Ein Urteil reicht, und schon sind die öffentlich-rechtlichen Sender in Grüßaugust-Stimmung. Mit “Rundfunkbeitrag: ARD begrüßt Urteil des EuGH“ und “Das ZDF begrüßt die Entscheidung des europäischen Gerichtshofs“ empfingen ARD und ZDF gestern die auch hier bereits erwähnte Nachricht vom Urteil zur Rechtmäßigkeit des Rundfunkbeitrags. Bei der ARD ist zudem von “eindeutige(m) Urteil“, “(k)larer hätte die Entscheidung des EuGH nicht ausfallen können“ und “nun für Klarheit gesorgt“ die Rede, beim ZDF von “Rechtssicherheit auf allen Ebenen.“
In anderen Worten: “Puh. Verschnaufpause, anyone?!“
Die ist hart verdient, denn nachdem im Sommer bereits das Bundesverfassungsgericht über die 2013 erfolgte Änderung im System Richtung Haushaltsabgabe geurteilt und diese für okay befunden hatte, hat nun auch der Europäische Gerichtshof (EuGH) erklärt, dass Deutschland diese selbständig vornehmen durfte, ohne die europäische Ebene darüber zu informieren. Zudem befand das Gericht es für rechtens, dass die Sender sich selbst ums Eintreiben nicht gezahlter Beiträge kümmern (wer auf Juristendeutsch steht, kann das auch in der Pressemeldung des EuGH nachlesen; einen Überblick über vergangene und laufende Rechtsstreitigkeiten gegen den Beitrag hat Christian Kerl im Hamburger Abendblatt). Nach der Klage mehrere Nicht-Zahlungswilliger gegen den SWR hatte das mit dem Fall befasste Landgericht Tübingen die europäische Ebene um Klärung gebeten.
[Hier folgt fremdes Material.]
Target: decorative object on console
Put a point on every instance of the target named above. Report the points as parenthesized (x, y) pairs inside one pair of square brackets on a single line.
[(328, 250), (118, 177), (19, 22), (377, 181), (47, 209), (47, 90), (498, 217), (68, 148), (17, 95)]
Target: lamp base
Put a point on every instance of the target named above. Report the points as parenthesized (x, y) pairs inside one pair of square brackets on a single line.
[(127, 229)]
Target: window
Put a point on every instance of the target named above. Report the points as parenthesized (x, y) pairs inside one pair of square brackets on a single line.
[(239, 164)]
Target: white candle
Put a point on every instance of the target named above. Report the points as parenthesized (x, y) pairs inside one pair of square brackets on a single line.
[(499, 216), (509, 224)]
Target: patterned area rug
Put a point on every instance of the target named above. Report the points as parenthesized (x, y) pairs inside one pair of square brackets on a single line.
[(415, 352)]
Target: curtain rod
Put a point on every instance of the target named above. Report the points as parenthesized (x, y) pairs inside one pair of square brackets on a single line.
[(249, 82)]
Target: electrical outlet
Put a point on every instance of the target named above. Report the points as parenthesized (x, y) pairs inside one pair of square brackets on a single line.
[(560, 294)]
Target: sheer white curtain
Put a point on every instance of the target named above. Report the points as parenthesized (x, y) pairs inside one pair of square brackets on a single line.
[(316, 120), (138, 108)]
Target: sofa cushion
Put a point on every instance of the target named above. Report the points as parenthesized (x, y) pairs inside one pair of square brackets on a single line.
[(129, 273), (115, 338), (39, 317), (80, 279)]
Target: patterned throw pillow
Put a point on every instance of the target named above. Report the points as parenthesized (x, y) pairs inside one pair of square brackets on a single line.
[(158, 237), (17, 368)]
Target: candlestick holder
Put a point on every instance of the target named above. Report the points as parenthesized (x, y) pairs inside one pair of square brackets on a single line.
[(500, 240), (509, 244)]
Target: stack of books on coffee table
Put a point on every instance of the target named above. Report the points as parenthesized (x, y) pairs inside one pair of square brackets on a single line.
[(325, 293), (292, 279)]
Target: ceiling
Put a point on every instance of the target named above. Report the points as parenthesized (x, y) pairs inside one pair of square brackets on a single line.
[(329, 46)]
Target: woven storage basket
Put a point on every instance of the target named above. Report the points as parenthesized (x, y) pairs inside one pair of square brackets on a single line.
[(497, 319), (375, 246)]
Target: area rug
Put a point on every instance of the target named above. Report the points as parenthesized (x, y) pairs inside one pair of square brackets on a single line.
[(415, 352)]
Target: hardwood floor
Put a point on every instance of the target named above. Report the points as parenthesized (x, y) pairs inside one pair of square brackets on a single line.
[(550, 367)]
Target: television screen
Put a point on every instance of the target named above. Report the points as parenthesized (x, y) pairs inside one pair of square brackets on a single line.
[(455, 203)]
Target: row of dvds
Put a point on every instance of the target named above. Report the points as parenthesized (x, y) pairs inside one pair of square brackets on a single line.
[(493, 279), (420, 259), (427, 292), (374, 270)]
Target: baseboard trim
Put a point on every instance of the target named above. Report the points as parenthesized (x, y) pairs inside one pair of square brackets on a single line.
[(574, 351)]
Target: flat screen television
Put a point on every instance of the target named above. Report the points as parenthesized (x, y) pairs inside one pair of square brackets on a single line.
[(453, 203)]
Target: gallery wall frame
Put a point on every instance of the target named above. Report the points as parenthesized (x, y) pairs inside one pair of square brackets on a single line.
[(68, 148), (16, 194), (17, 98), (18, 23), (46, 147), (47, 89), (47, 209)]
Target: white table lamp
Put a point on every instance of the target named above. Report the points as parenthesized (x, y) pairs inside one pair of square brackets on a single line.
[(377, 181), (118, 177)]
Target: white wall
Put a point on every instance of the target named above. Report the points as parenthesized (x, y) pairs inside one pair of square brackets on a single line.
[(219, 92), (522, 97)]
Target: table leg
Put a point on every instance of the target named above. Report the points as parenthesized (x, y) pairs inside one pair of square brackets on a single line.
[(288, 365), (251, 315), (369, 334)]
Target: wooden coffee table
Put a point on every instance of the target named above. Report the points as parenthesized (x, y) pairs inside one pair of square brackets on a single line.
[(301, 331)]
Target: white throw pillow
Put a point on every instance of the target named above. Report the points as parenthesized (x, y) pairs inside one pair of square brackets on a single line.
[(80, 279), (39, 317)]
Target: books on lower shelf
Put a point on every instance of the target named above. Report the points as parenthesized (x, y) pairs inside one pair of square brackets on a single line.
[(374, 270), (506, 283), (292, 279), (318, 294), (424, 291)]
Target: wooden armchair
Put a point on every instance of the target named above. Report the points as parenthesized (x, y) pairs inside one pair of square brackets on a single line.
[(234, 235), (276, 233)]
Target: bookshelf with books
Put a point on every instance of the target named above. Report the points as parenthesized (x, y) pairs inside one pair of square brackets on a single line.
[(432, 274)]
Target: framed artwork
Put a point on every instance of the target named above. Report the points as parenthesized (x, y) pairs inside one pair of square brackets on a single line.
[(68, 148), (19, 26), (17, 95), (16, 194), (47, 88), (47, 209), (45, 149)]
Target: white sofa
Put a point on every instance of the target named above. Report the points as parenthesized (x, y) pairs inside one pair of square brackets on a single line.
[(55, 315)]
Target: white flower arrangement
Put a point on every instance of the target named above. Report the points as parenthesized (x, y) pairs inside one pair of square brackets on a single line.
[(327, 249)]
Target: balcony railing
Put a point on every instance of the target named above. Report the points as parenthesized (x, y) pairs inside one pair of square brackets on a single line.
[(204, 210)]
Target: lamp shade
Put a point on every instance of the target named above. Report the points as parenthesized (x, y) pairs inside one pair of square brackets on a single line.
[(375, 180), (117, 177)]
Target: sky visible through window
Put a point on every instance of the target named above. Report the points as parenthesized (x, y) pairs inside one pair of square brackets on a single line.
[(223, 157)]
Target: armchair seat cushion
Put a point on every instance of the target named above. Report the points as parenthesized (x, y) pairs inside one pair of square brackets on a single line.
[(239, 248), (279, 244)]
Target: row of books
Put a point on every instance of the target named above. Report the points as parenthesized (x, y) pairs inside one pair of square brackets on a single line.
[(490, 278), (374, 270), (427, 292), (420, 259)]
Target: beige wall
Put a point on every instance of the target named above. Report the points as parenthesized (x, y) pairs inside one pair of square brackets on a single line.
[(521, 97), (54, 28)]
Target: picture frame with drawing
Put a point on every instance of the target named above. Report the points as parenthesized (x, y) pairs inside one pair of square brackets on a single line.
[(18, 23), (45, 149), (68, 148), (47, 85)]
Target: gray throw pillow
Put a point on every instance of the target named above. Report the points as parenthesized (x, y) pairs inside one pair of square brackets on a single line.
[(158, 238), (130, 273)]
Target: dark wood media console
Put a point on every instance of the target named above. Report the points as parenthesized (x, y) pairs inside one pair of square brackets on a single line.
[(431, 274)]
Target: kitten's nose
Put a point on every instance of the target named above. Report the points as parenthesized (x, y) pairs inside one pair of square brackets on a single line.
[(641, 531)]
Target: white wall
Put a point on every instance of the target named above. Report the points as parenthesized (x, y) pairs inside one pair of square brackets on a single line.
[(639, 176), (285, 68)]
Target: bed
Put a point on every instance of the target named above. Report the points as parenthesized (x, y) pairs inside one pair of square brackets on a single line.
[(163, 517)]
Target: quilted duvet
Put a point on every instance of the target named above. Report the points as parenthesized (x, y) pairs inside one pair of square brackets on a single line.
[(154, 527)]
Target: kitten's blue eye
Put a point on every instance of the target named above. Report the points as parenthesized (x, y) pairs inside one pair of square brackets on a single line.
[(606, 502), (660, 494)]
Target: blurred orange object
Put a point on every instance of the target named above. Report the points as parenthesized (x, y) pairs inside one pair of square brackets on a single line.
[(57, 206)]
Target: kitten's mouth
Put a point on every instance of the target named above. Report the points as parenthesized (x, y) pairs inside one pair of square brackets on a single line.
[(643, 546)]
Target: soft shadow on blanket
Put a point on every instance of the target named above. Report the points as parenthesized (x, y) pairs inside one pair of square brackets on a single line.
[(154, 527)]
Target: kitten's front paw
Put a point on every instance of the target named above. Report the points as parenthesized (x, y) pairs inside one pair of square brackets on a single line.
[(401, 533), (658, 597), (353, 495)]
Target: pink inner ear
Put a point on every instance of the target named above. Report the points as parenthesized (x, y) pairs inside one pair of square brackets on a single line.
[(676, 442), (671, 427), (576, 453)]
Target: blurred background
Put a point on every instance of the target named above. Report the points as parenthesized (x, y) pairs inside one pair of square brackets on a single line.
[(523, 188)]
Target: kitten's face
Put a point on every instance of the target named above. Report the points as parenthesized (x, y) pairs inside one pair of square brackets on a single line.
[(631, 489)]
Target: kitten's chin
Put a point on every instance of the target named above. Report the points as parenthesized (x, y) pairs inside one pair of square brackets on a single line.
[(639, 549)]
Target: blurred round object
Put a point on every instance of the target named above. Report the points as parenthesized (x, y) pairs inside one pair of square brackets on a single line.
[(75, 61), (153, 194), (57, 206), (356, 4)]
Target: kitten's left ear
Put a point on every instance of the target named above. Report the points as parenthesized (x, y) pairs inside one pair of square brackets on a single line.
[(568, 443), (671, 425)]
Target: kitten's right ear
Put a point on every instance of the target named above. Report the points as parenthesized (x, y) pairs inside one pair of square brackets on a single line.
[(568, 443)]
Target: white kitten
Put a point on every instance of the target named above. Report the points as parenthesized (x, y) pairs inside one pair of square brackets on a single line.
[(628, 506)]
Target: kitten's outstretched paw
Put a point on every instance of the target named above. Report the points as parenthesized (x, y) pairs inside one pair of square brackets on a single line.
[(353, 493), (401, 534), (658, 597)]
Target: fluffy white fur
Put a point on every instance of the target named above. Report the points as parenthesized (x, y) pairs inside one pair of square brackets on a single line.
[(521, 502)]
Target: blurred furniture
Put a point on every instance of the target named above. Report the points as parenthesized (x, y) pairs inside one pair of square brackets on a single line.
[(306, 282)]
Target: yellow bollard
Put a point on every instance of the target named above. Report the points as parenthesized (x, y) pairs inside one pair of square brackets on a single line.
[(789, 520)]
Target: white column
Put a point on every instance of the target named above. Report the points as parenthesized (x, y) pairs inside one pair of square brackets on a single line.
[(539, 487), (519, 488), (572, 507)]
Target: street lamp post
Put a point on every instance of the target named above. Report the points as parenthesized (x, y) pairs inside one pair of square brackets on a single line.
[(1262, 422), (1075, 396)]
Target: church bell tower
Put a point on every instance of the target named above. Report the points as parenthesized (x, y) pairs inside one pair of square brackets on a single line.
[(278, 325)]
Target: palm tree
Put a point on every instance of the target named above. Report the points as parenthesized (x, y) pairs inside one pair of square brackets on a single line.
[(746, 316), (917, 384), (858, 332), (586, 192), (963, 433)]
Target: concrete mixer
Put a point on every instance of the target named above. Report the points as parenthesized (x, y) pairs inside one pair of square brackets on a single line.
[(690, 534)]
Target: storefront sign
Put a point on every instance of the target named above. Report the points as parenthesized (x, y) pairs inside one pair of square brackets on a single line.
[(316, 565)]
Die Weitergabe dieser Informationen erfolgt vorwiegend neutral. Formulierungen wie “Für die Gegner des Rundfunkbeitrags gab's mal wieder eine juristische Schlappe“ (Uwe Mantel / DWDL) oder “Die Gegner des Rundfunkbeitrages haben am Donnerstag eine weitere Niederlage erlitten“ (Joachim Huber / Tagesspiegel) kann man noch am ehesten unter Einordnung der Entscheidung verbuchen. Wobei ich mich zunehmend frage, ob dieses bei so ziemlich jedem tagesaktuellen Thema zu beobachtende Phänomen am Hochhalten der Trennung von Bericht und Kommentar liegt, oder ob niemand mehr die Zeit hat, sich neben dem Paraphrasieren von Pressemeldungen auch eine Meinung zu bilden?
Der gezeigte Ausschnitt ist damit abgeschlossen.